10 – The Joshua Tree:
U2 will actually be playing the whole album this time around in Dublin. In 1987 the likes of Red Hill Mining Disaster and Mothers of the Disappeared never made an appearance.
11 – Bono was actually popular:
Half the time he was still referred to as Paul Hewson. He was an earnest young man then, and everybody liked him. He is known to have one or two detractors now.
12 – The bus journey:
This was akin to a pilgrimage. Buses were slow, there were no motorways and it took about three hours to get from anywhere in the midlands by bus to Dublin.
Depending on where you started from, you generally went through almost every town in Kildare or Westmeath along the way. The length of the journey necessitated at least one stop. Every seat on the bus had its own ashtray, though and seat coverings were a strange fusion of carpet and cardboard. The windows either never opened, or never shut!
13 – Alcohol:
Anyone who was old enough to go to a concert was old enough to drink. If you could carry your own flagon onto the bus, you were grand.
Linden Village was the economic flagon of choice coming in at around £3 – Bulmers (which still did flagons before its upmarket move) was for the rich crowd, and set you back an extra 50p. Harp and Tenants were also popular. The ladies who drank Ritz were generally out of your league.
14 – Live Aid:
This was the event that launched U2 to global stardom – despite Bono spending half of their slot getting a girl out of the crowd, which meant they didn’t get to perform their third song, Pride (In The Name Of Love).
All five U2 albums at the time re-entered the charts the following week and they, along with Queen, were the big success story of the Wembley concert organised by Bob Geldof.
15 – MT-USA:
The Vincent Hanley presented show was a must-watch for any music fans. Long before MTV, SKY etc, there were just two TV channels (my kids won’t believe me).

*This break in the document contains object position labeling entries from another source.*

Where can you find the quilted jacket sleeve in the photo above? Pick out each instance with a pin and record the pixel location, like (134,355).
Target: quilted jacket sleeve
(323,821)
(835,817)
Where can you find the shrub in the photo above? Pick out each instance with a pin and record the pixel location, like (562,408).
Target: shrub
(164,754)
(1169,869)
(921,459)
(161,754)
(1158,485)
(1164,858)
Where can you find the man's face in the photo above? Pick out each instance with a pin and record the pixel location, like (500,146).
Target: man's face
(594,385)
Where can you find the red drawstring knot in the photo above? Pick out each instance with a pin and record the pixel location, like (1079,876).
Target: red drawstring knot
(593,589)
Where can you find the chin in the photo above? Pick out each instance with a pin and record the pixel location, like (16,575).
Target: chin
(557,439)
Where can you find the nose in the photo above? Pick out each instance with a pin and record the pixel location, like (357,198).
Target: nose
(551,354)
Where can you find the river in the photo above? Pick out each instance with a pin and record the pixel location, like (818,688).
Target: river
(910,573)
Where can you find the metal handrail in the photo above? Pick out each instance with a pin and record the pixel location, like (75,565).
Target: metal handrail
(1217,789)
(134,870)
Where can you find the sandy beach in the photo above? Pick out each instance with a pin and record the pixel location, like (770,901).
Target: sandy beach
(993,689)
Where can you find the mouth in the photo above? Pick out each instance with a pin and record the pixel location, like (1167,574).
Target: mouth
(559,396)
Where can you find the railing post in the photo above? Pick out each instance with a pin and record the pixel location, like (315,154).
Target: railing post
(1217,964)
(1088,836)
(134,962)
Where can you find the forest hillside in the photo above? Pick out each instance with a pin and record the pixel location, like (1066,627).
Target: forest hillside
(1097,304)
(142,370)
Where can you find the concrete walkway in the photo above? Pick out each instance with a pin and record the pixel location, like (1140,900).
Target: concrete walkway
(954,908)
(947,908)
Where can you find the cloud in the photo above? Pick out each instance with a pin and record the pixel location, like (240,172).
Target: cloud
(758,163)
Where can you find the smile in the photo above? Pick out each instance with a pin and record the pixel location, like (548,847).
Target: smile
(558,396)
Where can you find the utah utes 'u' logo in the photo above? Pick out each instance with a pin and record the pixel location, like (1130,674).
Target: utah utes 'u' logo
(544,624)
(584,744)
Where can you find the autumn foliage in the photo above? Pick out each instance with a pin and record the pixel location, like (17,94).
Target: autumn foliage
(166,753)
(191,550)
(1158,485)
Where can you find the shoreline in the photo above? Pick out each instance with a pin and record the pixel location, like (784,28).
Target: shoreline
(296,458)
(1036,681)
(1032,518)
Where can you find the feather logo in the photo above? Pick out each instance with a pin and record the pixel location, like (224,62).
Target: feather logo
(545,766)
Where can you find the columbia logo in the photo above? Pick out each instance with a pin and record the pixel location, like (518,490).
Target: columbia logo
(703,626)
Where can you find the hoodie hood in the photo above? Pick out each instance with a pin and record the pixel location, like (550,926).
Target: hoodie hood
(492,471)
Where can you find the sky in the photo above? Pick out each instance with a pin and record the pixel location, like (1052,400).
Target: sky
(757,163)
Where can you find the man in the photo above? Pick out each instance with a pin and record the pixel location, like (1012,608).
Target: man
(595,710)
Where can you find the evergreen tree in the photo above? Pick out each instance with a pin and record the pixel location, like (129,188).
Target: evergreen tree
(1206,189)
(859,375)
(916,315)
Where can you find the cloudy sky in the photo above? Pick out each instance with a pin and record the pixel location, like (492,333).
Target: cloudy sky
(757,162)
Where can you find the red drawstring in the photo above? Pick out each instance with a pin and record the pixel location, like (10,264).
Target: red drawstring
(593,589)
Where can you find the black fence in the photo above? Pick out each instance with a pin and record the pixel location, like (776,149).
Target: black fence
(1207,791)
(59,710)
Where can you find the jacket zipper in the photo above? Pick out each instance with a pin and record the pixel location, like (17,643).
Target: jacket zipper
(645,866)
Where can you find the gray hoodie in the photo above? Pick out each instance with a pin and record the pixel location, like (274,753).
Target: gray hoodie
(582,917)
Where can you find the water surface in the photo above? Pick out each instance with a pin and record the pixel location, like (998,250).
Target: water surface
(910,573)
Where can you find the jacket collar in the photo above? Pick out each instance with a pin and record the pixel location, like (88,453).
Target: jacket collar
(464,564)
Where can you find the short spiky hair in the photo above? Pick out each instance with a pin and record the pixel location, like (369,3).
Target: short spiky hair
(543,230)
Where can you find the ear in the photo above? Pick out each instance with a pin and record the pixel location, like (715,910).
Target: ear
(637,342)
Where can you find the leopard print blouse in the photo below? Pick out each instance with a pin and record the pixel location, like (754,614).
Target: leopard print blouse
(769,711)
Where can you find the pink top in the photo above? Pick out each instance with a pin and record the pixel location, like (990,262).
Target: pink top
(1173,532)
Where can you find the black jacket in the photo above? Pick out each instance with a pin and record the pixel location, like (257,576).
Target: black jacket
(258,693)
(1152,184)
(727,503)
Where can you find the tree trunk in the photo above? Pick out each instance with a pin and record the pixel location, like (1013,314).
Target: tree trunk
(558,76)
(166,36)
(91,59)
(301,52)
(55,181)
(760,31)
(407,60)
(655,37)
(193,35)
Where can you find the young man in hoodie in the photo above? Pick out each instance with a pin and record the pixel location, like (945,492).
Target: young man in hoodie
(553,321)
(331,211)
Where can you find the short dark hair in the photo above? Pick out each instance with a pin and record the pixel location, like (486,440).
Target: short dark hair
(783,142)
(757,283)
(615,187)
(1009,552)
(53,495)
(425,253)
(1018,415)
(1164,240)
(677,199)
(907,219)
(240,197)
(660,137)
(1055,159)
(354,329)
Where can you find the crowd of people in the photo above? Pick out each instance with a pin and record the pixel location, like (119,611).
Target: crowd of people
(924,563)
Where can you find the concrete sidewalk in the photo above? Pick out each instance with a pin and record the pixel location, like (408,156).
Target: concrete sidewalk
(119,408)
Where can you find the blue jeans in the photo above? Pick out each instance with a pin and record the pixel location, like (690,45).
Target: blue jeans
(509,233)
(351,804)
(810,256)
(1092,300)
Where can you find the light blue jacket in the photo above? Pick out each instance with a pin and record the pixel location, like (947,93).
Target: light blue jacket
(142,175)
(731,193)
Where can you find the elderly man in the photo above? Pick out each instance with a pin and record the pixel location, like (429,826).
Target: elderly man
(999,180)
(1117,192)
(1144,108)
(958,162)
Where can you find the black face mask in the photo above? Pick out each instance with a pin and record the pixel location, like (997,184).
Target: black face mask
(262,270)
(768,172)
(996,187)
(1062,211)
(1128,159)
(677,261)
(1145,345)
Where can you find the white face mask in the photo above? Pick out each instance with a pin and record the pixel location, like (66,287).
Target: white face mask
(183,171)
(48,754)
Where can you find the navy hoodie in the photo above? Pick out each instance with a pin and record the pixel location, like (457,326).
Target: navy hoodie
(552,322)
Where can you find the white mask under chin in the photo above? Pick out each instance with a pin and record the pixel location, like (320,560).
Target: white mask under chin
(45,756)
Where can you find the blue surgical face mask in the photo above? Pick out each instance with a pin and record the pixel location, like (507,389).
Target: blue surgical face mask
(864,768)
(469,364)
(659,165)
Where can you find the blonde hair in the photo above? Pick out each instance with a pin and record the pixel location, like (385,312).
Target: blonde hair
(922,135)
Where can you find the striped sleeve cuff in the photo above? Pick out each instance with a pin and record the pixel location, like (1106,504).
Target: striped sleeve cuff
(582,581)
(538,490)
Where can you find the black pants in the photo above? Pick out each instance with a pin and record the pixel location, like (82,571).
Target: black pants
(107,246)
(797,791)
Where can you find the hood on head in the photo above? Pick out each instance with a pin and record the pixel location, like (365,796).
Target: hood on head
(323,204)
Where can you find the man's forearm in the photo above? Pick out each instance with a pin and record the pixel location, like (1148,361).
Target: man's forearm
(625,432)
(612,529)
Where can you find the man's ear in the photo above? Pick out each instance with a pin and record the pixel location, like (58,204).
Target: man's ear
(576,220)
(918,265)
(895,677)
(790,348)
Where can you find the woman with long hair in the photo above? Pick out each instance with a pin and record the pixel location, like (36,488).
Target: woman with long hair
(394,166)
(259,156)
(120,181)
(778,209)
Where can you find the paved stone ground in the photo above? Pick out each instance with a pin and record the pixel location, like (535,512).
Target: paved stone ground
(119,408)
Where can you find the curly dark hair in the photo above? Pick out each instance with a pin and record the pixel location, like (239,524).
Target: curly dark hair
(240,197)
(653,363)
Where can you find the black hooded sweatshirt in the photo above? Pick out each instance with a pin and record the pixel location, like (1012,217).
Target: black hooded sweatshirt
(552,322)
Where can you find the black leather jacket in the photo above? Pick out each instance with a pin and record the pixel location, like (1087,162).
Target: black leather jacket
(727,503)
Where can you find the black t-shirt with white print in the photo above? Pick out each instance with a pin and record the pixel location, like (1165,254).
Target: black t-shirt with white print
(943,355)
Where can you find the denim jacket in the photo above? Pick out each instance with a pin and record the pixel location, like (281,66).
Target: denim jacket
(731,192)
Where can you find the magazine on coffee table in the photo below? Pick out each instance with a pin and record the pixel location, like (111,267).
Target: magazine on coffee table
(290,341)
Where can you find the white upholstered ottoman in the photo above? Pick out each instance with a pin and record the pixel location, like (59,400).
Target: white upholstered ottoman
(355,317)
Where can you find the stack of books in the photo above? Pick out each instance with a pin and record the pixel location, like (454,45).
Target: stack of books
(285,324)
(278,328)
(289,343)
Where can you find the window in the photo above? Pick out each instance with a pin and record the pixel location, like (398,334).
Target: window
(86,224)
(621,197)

Everyone realised U2 had arrived when Hanley did a report from New York about the band selling out Madison Square Garden, shortly before U2’s first triumphant homecoming concert in Croke Park in 1985. The show was compulsory viewing on a Sunday afternoon – unless it clashed with a rare GAA game which RTE televised. There was only one television in the house then!
16 – Ring home – not a chance:
In this modern era of constant communication, it’s hard to remember a time when you went somewhere without any means of contact. In this decade, you went to Dublin and your parents didn’t hear from you again until you came back in the door. This was long before Minister Albert Reynolds revolutionised telecommunications in the country (sort of).
It took something like six months to get a home phone connection. If you did have to ring home you queued at a public phone box and then had to figure out whether you pressed A or B on the massive machine to make a ‘trunk call’.
17 – Adult supervision:
There was none. Now U-16s must be accompanied by an adult. In the 80s you were let onto a bus with some packed sandwiches and a bag full of tins of beer, which you swore was coke and snacks (or any excuse you could come up with).
18 – The Inter and Group Cert:
Once you finished these, now defunct exams, you were on the cusp of adulthood. You were old enough to go to concerts and probably the Harriers too. The U2 concerts were a break from the weekly Harriers where rows always seemed to climax near the Clonaslee bus.
19 – The guy who climbed up on the roof of the Cusack:
“It’s alright to have a hard neck, but it’s not alright to have a broken neck,” Bono said to the mad hoor who somehow managed to climb onto the roof of the old Cusack Stand to dance. Dancing on an old (presumably) asbestos roof – sure what could go wrong?
20 – A Sort of Homecoming:
You got home from the gigs weary but satisfied, having dodged near death a number of times in 24 hours. It’s amazing that U2 are playing the same venue 30 years later.
While it will undoubtedly be a superior show, it won’t quite be the Zeitgeist event which it was for those ‘young people of Ireland’ as Pope John Paul II liked to call them.